Case Study: Walking through a bilingual language sample

This is a follow up to last week’s post:  Verb Errors of Spanish Speakers.

Let’s follow this conversation as we walk through what to do with a language sample.  An SLP watched this post: How to do a Language Sample, and came up with these great questions.

I have finished language samples on two of my kiddos and I was hoping you could give me some feedback to see if I am heading on the right track.  Here is a sample of my first kiddo who I am recommending therapy for:”

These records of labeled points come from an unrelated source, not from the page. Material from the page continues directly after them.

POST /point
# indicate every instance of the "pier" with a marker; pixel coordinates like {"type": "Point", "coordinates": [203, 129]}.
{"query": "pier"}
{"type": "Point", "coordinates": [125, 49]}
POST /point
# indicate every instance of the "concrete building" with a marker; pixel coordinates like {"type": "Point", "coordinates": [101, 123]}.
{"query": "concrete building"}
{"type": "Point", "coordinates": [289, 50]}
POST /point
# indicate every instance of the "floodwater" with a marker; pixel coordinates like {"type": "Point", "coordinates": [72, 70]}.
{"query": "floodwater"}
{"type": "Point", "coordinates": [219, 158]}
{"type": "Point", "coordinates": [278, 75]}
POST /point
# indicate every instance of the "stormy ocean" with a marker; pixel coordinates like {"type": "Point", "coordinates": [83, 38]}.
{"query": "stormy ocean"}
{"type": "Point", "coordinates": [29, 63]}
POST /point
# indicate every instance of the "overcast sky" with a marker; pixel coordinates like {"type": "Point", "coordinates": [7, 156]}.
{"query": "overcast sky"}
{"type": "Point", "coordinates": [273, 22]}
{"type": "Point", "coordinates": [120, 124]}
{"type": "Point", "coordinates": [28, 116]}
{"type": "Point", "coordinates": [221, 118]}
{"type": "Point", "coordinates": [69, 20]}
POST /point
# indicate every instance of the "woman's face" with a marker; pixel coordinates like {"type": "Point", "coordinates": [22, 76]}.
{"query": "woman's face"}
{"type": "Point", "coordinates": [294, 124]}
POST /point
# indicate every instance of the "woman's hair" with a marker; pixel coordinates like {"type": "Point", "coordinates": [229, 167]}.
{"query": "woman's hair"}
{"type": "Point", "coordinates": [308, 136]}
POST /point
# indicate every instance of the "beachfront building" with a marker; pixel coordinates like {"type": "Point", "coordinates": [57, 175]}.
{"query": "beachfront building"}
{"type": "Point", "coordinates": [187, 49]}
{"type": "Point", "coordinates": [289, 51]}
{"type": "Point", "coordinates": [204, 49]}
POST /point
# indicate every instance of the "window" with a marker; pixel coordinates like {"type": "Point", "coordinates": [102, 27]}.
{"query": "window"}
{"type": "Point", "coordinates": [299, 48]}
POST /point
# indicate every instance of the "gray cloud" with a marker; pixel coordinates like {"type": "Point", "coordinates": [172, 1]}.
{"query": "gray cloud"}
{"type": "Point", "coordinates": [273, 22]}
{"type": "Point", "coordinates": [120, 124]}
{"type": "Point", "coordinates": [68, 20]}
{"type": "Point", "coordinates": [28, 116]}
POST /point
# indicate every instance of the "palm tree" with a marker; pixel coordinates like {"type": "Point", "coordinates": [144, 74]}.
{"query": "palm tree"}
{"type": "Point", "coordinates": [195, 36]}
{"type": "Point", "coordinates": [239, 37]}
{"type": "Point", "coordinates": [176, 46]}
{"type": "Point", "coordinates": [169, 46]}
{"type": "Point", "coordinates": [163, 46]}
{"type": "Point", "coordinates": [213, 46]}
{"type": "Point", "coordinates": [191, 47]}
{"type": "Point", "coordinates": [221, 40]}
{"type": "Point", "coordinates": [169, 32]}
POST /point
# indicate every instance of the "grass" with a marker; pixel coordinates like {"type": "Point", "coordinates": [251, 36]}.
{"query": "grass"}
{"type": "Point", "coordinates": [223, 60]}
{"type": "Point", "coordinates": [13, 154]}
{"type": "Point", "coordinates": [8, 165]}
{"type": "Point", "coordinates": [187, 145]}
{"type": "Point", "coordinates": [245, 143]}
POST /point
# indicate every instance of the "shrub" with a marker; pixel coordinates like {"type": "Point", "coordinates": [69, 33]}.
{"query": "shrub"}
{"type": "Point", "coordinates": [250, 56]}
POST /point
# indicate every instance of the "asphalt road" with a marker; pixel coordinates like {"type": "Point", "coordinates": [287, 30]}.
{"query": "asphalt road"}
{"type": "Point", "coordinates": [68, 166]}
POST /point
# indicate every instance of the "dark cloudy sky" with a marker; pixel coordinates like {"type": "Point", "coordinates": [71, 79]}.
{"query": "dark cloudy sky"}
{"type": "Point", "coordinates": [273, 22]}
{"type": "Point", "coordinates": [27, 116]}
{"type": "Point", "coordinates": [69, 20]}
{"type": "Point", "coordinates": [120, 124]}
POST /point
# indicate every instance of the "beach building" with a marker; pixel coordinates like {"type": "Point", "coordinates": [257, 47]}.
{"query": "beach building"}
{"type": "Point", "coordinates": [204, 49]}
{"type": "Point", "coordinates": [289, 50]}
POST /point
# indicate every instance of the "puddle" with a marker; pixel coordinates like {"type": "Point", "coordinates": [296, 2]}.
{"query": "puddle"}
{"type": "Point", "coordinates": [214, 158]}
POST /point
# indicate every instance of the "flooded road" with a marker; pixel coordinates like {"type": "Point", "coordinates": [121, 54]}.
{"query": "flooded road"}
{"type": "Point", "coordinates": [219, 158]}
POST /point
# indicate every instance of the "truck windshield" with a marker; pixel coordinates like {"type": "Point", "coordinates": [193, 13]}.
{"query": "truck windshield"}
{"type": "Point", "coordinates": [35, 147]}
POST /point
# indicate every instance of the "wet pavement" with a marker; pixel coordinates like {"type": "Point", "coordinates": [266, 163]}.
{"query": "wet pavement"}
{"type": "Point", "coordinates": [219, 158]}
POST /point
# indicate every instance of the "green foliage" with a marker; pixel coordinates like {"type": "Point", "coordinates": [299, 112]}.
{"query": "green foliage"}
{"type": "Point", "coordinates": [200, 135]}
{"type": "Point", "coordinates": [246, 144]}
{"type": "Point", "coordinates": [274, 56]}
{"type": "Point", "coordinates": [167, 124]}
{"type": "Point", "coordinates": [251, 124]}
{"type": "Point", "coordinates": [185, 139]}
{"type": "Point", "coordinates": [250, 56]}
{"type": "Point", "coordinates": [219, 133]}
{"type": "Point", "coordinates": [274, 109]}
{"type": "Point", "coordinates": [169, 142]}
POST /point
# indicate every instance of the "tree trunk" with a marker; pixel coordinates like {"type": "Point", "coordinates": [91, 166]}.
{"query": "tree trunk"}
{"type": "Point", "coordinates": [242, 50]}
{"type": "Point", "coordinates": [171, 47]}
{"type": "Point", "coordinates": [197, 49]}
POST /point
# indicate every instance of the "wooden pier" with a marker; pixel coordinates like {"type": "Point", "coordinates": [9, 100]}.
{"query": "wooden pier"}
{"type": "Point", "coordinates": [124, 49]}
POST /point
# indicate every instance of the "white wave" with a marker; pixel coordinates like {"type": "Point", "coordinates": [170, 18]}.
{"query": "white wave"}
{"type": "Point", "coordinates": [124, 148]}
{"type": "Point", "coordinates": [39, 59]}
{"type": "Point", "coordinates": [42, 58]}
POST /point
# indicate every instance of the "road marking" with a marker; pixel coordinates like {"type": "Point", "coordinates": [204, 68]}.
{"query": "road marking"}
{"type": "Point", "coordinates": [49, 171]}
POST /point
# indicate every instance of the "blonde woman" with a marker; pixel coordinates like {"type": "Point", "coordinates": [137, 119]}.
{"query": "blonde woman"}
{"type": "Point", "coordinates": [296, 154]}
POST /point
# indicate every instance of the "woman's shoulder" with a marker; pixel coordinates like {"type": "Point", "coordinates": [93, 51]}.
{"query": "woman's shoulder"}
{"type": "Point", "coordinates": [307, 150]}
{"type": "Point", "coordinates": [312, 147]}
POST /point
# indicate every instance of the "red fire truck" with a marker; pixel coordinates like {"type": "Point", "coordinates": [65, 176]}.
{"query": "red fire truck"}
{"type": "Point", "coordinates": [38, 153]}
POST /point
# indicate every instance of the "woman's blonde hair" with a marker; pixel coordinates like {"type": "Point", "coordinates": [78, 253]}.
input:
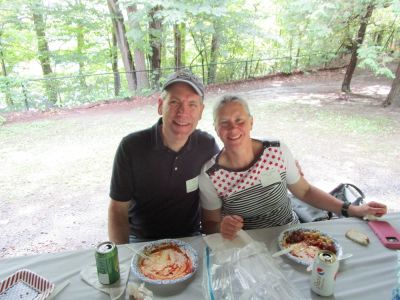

Bilingual Language Sample #1

Spanish Story Telling

Ta con su rana.
Ahi se va salir x2
Quien es el?  Cual es su nombre?
Una cama.
Niño.
Ta durmiendo.
Quien?
El niño.
Se va a salir.
Se estaba saliendo.
Quien se está saliendo?
Eso.
El rana.
La rana ya no está.
No esta.
Esto una parte.
Buscando sus zapatos.
Van a buscarlo.
Ta gritando.

English Story Telling

He’s xxx his frog.
The frog went.
It’s gonna get lost.
The frog is not here.
He no got found.
He no got found the frog.
No got the frog, because the frog is lost.
They XXX the frog.
These. The boy is going up here.
And they are. They are. The beehives. And the beehives.
It got the beehive gonna fall and the boy is going to up on the this.
The the frog is XXX.
The frog is not here.

 

 

“What I see here is that he is not using a variety of nouns and verbs when he describes the pictures in the story. He also has a very low MLU for his age. XXX means it was unintelligible.”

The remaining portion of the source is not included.